2021年観劇4本目 : Caroline, or Change

11/14/2021 Sun 3pm
Caroline, or Change
Studio 54
Mezz JJ 107 Hiptix $30

Roundaboutの作品なので、Hiptixを2019年には買っていたのですが、
コロナで延期になり、今年の8月頃に改めてチケットを取りました。

Caroline, or Changeは2004年の初演時には見ていないんだけど、
2004年の作品を追ったドキュメンタリー、
Show Business The Road to Broadwayでフューチャーされている
作品の一つだったので、気になっていました。

2004年の初演時は4ヶ月程度でクローズしてしまいましたが、
2017年にイギリス(最終的にはWE)でリバイバルが上演され、
今回はそれをBroadwayに持ってきた、という形。
その時の主演で、オリビエ賞も受賞したSharon D. ClarkeがBwayでも主演です。

作品の舞台は1963年のルイジアナ。
ユダヤ人家族とそこでメイドとして働くCarolineと、彼女の家族の話。
1963年はJFKが暗殺されたり、
Martin Luther King Jr.がI have a dreamのスピーチをおこなった年でもあり、
Changeにはアメリカの変化に加えて、家族の変化、
そして小銭としてのChangeの意味があります。

この作品を見た後に、Show Businessを見直したのですが、
批評家たちがやいやい作品について語るところで、
この作品は商業的には成功しないだろう、と話しているシーンがありました。
Avenue Qがトニー賞を取る年で、Wickedがあり、
こういうテーマの作品は、敬遠されたのかもしれません。
でも、2020年にコロナで延期となり、2021年に再演のタイミングが回ってきたのは、
何か意味があるような気がします。

この作品は先に書いたようにChangeがテーマだけど、
ストーリーの中に白人(ユダヤ人)と黒人の対比だけでなく、
他にもさまざまな対比があって興味深かったです。

対比1 – 黒人の世代間による差
Carolineはメイドという立場に満足しているわけではなく、
メイドの仕事のせいで、怒りっぽくもなっている。
友達のDottyはメイド先の計らいもあり、
大学で学ぶ準備をしており、大学生に流行りの服装を身につけている。
そんなDottyのことをCarolineは気に食わない。
Carolineは白人には楯突かず、メイドらしい服を着て、
波を立てないことが一番。
一方で娘のEmmieはConfederate soldier statueを倒すのに関わったり、
黒人のより良い将来のために活動したいと思っている。

対比2 – JFK評
人種間の対比でもあるけど、JFKが暗殺されたときに、
JFKはユダヤ人の老夫婦はJFKはロシアに打ち勝ち、反ユダヤを終わらせ、
有色人種やユダヤ人の友だとヒーローとして扱うのに対し、
Emmieは黒人票を勝ちとったくせに、わたしたちを無視した、という。

対比3 – ユダヤ人の黒人への対応
ユダヤ人家族の息子Noahは、Carolineが大して優しい態度で接さないのに、
Carolineに一種の尊敬を持っていて、
彼女がアメリカの大統領だとか、父親よりも強いと言うのに対して、
父親はそういえばCarolineと1対1で話すシーンがなかった。
彼にとってCarolineはただのメイドで、大した存在ではない。
継母はNY出身ということもあり、メイドに対して申し訳ない気持ちがあり、
給料を上げてあげられない分、
料理を持って帰らせようとしたり、Noahがポケットから出し忘れた
小銭を給料の足しにできるようにする。
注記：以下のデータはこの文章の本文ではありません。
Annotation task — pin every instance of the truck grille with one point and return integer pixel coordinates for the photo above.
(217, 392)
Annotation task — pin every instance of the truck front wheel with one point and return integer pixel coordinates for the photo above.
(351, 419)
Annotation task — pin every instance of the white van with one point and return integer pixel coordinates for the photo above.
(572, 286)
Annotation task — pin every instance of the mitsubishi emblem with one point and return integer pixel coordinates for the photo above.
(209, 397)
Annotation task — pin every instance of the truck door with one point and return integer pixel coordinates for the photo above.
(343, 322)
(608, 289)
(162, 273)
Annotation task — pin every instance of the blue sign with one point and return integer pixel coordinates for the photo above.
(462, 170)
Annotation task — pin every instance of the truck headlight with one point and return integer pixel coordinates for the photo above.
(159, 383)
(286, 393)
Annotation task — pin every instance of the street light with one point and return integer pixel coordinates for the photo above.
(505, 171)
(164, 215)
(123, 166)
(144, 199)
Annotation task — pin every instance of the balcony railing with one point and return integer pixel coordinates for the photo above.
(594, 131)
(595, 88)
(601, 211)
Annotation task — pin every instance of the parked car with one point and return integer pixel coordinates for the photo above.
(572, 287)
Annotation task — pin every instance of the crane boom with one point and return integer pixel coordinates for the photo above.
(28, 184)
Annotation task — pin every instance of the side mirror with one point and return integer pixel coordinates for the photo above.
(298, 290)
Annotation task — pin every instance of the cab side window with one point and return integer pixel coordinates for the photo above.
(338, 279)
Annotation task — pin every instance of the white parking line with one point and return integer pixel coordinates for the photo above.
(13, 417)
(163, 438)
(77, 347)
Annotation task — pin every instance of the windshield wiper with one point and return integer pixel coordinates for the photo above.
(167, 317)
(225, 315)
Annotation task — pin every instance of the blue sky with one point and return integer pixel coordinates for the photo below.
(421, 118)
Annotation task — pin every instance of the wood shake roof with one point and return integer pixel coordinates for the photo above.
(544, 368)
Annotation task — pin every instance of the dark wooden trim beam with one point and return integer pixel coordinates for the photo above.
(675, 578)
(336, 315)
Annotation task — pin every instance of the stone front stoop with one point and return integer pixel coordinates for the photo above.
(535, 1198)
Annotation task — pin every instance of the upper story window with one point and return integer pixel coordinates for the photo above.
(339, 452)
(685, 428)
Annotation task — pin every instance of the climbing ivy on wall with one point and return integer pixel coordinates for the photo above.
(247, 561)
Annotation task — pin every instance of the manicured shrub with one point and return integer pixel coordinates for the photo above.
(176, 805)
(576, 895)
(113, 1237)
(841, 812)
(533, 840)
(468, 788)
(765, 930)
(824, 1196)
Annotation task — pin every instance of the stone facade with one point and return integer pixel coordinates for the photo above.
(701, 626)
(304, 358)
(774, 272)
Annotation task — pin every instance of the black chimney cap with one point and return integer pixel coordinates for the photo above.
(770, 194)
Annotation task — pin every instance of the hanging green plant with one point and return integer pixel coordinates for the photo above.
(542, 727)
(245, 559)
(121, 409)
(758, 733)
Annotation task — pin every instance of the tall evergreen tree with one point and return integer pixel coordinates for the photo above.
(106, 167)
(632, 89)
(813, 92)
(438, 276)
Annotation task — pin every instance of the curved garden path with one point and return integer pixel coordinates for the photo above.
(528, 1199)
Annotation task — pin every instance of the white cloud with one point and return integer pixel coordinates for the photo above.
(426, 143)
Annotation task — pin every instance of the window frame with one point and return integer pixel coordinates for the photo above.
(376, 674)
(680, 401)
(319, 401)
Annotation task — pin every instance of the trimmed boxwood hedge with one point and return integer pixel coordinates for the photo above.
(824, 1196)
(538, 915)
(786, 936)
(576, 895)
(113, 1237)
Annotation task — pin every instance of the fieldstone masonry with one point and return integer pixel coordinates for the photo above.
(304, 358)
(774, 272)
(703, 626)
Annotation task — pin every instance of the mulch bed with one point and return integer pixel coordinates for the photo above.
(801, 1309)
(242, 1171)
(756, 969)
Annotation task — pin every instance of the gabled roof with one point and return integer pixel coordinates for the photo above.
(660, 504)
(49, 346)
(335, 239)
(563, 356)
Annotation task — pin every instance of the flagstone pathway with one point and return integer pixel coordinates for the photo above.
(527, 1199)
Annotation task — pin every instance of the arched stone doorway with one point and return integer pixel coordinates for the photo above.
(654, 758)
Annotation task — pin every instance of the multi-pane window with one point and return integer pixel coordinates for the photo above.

そしてよくCarolineと話す。
父親と息子の違いは世代差を表しているのかな。
父親と継母では次に書く地域差が出ていた。

対比4 – 南部と北部
継母のCarolineへの対応でもわかるけど、
南部(ルイジアナ)と北部(NY)では黒人への対応や考え方が違う。
なんでUWSが好きなRoseがルイジアナの田舎の人と結婚するのか、
ちょっと設定に無理があるのでは、とも思ったけど、
対比を出すために設定が必要だったのかな。

Roseの父親はLeftyで、政治の話をしたがる。
30年代に予期していたように、
これから黒人を取り巻く世界は変わるぞ、と言うのに対し、
ユダヤ人の祖父母は、公民権運動は「怖い」という感覚。
でもルイジアナの運動はアラバマやミシシッピほどじゃない、
と言うし、そもそも公民権運動には興味がなさそう。
(政治の話はしたくない)

対比5 – 子どもへの対応
パーソナリティーの部分も大きいと思うけど、
父親は妻を亡くしたあと気力を失っており、
Roseと新しい家庭を築いていくことに全く興味がない。
そしてNoahのこともほとんど気にかけていない。
ひたすらクラリネットを吹くだけ。
白人の若い男性が最も使いものにならない。
一方で継母のRosaはNoahとの関係構築に苦心するが、
多少の愚痴は言うものの、努力をしている。

それにしても、2004年に上演された内容が、
2021年になっても全く古いと感じないところが、
人種問題の解決の難しさを表していますね。
でも去年のいろいろな運動があったからこそ、
この作品がより問題提起でもあるし、皮肉にもなっているなと思いました。

キャストは、とにかく主演のSharon D. Clarkeにつきます。
4年間この役をやっていますが、もう役に憑依していると言う感じ。
そして何より歌と演技が素晴らしい。
この日、特に思ったのはうまい人は滑舌もいいですね。
歌詞が聞き取りやすい。
低い声でボソボソっと歌う時も、歌い上げる時も、
歌詞の聞き取りやすさが変わりません。

あとこの日、ちょっと意外だったのが
Caissie Levyがこういうコメディーな役があっていて、
全体的にシリアスな作品の中で、唯一のコメディ枠でしたが、
メリハリがあって良かった。
Frozenは作品があれだから置いておくとして、
レミゼみたいなシリアスな役より、
こういうコメディーの方が合う人なのかな。
とってもいい味出していました。

作品としては1月上旬までの限定公演。
キャストアルバムは出るようなので、それを聞いてみたいなと思います。